🤖 AI Summary
This paper addresses the core challenge of modeling implicit matching relationships between housing units and household characteristics in the absence of ground-truth annotations. We propose an unsupervised dual-encoder contrastive learning framework. Methodologically, we introduce a novel architecture integrating bipartite K-means self-supervised clustering with a semantic-decoupled dual-encoder, enabling precise alignment of heterogeneous entities (buildings vs. populations) without labeled data. Leveraging SHAP-based interpretability analysis and synthetic ground-truth validation, we identify tenure and mortgage attributes—as opposed to conventional scale-based features—as the most discriminative predictors. Empirically, our method achieves significant improvements over state-of-the-art baselines on Delaware data and demonstrates robust cross-state generalization to North Carolina. This work bridges a critical gap in socioeconomic research by enabling joint housing-household modeling without supervision, establishing a new paradigm for unsupervised spatial socioeconomic data analysis.
📝 Abstract
Housing and household characteristics are key determinants of social and economic well-being, yet our understanding of their interrelationships remains limited. This study addresses this knowledge gap by developing a deep contrastive learning (DCL) model to infer housing-household relationships using the American Community Survey (ACS) Public Use Microdata Sample (PUMS). More broadly, the proposed model is suitable for a class of problems where the goal is to learn joint relationships between two distinct entities without explicitly labeled ground truth data. Our proposed dual-encoder DCL approach leverages co-occurrence patterns in PUMS and introduces a bisect K-means clustering method to overcome the absence of ground truth labels. The dual-encoder DCL architecture is designed to handle the semantic differences between housing (building) and household (people) features while mitigating noise introduced by clustering.

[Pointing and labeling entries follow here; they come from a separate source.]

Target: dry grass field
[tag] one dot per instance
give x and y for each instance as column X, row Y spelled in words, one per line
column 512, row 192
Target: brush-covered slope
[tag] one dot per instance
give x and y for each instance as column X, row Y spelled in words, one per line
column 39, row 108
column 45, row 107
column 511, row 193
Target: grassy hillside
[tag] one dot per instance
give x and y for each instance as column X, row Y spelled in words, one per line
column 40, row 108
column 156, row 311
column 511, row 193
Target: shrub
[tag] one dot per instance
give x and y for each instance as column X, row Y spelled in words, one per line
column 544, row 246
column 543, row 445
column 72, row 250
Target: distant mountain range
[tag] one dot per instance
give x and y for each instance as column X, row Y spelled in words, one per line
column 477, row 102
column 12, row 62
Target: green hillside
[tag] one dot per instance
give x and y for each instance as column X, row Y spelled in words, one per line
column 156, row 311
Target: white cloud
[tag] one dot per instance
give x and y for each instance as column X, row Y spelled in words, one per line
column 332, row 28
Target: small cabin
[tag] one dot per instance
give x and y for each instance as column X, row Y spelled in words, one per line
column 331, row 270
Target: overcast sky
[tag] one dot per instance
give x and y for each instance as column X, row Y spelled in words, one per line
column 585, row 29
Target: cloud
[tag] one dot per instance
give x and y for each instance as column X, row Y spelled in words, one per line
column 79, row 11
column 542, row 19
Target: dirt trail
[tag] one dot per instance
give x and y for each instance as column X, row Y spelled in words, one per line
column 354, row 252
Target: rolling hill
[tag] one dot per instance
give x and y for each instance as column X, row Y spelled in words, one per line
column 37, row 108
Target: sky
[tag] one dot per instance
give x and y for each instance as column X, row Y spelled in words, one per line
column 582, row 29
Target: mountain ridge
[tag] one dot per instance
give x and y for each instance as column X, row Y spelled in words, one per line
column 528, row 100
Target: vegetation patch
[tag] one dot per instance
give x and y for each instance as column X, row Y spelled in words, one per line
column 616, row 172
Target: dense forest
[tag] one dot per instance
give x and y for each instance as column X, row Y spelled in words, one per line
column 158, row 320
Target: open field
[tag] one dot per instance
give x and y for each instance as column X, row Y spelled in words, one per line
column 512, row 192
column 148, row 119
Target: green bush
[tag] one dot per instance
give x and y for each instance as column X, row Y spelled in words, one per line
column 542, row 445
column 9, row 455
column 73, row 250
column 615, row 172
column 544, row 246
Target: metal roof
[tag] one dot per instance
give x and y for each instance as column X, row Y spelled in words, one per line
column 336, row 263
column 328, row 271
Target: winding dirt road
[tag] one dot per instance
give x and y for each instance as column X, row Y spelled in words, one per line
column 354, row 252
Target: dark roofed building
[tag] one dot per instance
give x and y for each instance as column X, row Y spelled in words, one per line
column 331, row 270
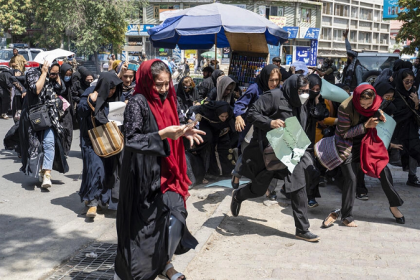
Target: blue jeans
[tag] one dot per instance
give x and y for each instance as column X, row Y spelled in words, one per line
column 48, row 145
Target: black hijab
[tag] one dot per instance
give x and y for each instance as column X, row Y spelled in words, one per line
column 63, row 70
column 313, row 81
column 215, row 75
column 186, row 98
column 399, row 85
column 106, row 82
column 264, row 76
column 84, row 72
column 383, row 88
column 212, row 110
column 290, row 91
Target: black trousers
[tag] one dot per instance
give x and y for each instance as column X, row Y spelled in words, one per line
column 350, row 171
column 259, row 186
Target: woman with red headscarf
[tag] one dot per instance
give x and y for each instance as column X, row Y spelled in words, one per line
column 358, row 146
column 151, row 217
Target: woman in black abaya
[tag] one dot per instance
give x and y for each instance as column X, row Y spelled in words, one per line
column 100, row 179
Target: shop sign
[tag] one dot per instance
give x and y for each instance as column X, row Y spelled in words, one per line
column 274, row 51
column 279, row 21
column 311, row 33
column 293, row 31
column 138, row 29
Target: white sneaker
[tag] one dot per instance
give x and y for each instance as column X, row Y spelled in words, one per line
column 46, row 182
column 41, row 176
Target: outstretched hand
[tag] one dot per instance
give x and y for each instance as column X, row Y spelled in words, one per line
column 194, row 136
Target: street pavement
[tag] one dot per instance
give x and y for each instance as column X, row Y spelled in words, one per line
column 40, row 230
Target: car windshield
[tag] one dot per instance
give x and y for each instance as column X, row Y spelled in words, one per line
column 378, row 63
column 25, row 54
column 6, row 54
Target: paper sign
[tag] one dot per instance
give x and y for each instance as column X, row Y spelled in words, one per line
column 333, row 92
column 386, row 129
column 116, row 112
column 289, row 143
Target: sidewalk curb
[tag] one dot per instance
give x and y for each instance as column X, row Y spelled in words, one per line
column 204, row 234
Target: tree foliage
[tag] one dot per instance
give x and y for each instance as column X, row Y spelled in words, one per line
column 90, row 23
column 410, row 30
column 14, row 15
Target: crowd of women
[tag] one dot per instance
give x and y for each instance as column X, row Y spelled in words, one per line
column 178, row 136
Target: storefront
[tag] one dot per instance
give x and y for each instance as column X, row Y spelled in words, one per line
column 136, row 38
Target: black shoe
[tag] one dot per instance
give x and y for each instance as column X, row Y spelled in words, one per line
column 286, row 195
column 312, row 203
column 398, row 220
column 308, row 236
column 414, row 182
column 272, row 196
column 234, row 185
column 235, row 205
column 362, row 196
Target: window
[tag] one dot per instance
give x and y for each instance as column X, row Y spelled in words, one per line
column 341, row 10
column 327, row 8
column 274, row 11
column 306, row 15
column 326, row 34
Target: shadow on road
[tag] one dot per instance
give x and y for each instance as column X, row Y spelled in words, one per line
column 28, row 241
column 243, row 225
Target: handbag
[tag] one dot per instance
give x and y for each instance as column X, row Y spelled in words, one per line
column 271, row 162
column 417, row 117
column 107, row 140
column 39, row 117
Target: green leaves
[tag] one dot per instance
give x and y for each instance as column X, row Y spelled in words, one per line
column 91, row 23
column 410, row 30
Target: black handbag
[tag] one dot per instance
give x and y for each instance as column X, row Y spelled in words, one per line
column 39, row 117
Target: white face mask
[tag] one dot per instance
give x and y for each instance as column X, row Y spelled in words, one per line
column 303, row 98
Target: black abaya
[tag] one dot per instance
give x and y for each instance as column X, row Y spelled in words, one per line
column 143, row 212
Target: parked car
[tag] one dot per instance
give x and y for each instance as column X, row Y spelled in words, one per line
column 373, row 63
column 28, row 54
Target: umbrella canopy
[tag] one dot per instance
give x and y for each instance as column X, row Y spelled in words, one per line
column 210, row 55
column 50, row 56
column 195, row 28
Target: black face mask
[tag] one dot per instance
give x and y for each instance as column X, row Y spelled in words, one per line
column 313, row 94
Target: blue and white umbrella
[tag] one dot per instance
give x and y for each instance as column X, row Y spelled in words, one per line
column 203, row 26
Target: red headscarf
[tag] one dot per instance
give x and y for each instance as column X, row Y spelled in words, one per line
column 373, row 153
column 173, row 170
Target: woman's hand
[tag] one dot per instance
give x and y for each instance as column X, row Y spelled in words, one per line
column 382, row 117
column 277, row 123
column 172, row 132
column 93, row 96
column 239, row 124
column 396, row 146
column 371, row 123
column 415, row 99
column 194, row 136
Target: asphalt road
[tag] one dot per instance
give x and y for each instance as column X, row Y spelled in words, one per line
column 40, row 229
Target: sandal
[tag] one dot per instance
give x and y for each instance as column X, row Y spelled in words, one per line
column 175, row 276
column 330, row 220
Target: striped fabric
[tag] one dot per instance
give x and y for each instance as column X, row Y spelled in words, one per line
column 327, row 154
column 107, row 140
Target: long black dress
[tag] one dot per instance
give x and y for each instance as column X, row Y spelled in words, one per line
column 101, row 176
column 143, row 212
column 67, row 120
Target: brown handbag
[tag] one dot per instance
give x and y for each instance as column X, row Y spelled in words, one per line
column 107, row 140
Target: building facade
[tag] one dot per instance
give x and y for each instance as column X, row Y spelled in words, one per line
column 368, row 30
column 295, row 16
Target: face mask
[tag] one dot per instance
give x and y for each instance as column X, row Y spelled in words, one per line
column 313, row 94
column 303, row 97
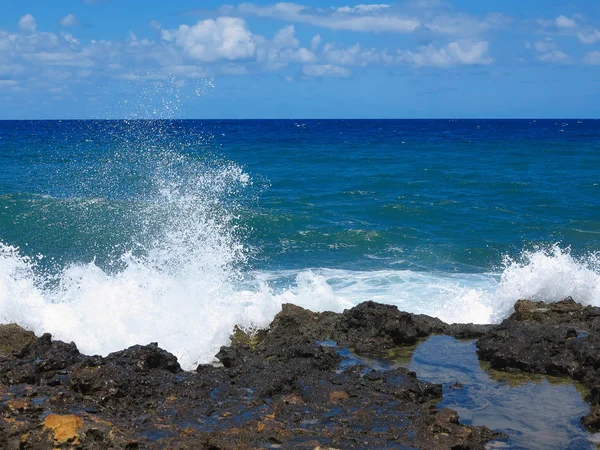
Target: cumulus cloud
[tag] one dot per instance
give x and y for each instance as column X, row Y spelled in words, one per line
column 69, row 21
column 350, row 56
column 27, row 23
column 210, row 40
column 565, row 22
column 363, row 18
column 465, row 24
column 283, row 50
column 325, row 70
column 455, row 53
column 589, row 37
column 548, row 52
column 362, row 8
column 286, row 38
column 555, row 56
column 592, row 58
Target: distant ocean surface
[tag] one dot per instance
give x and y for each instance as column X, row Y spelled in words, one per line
column 114, row 233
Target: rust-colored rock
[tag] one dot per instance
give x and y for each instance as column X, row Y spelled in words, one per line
column 65, row 429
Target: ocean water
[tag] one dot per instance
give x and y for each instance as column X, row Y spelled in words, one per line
column 114, row 233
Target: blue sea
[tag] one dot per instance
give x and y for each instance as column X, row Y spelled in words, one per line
column 114, row 233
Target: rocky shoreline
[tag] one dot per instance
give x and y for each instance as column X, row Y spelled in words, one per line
column 291, row 386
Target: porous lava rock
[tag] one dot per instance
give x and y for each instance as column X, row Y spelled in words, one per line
column 286, row 387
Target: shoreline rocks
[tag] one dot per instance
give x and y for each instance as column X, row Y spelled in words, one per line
column 286, row 387
column 560, row 339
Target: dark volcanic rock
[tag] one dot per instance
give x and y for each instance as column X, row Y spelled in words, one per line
column 559, row 339
column 285, row 389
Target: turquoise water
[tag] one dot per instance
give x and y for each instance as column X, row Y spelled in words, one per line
column 174, row 231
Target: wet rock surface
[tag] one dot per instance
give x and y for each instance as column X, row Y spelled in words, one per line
column 287, row 387
column 561, row 339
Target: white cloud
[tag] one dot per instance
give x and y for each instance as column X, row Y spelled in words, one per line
column 325, row 70
column 7, row 83
column 286, row 38
column 69, row 21
column 592, row 58
column 211, row 40
column 555, row 57
column 345, row 18
column 544, row 46
column 362, row 8
column 351, row 56
column 27, row 23
column 465, row 24
column 564, row 22
column 455, row 53
column 548, row 52
column 590, row 37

To validate the model, we generate a synthetic ground truth dataset and conduct comprehensive evaluations. The model further demonstrates its superior performance in capturing housing-household relationships in Delaware compared to state-of-the-art methods. A transferability test in North Carolina confirms its generalizability across diverse sociodemographic and geographic contexts. Finally, the post-hoc explainable AI analysis using SHAP values reveals that tenure status and mortgage information play a more significant role in housing-household matching than traditionally emphasized factors such as the number of persons and rooms.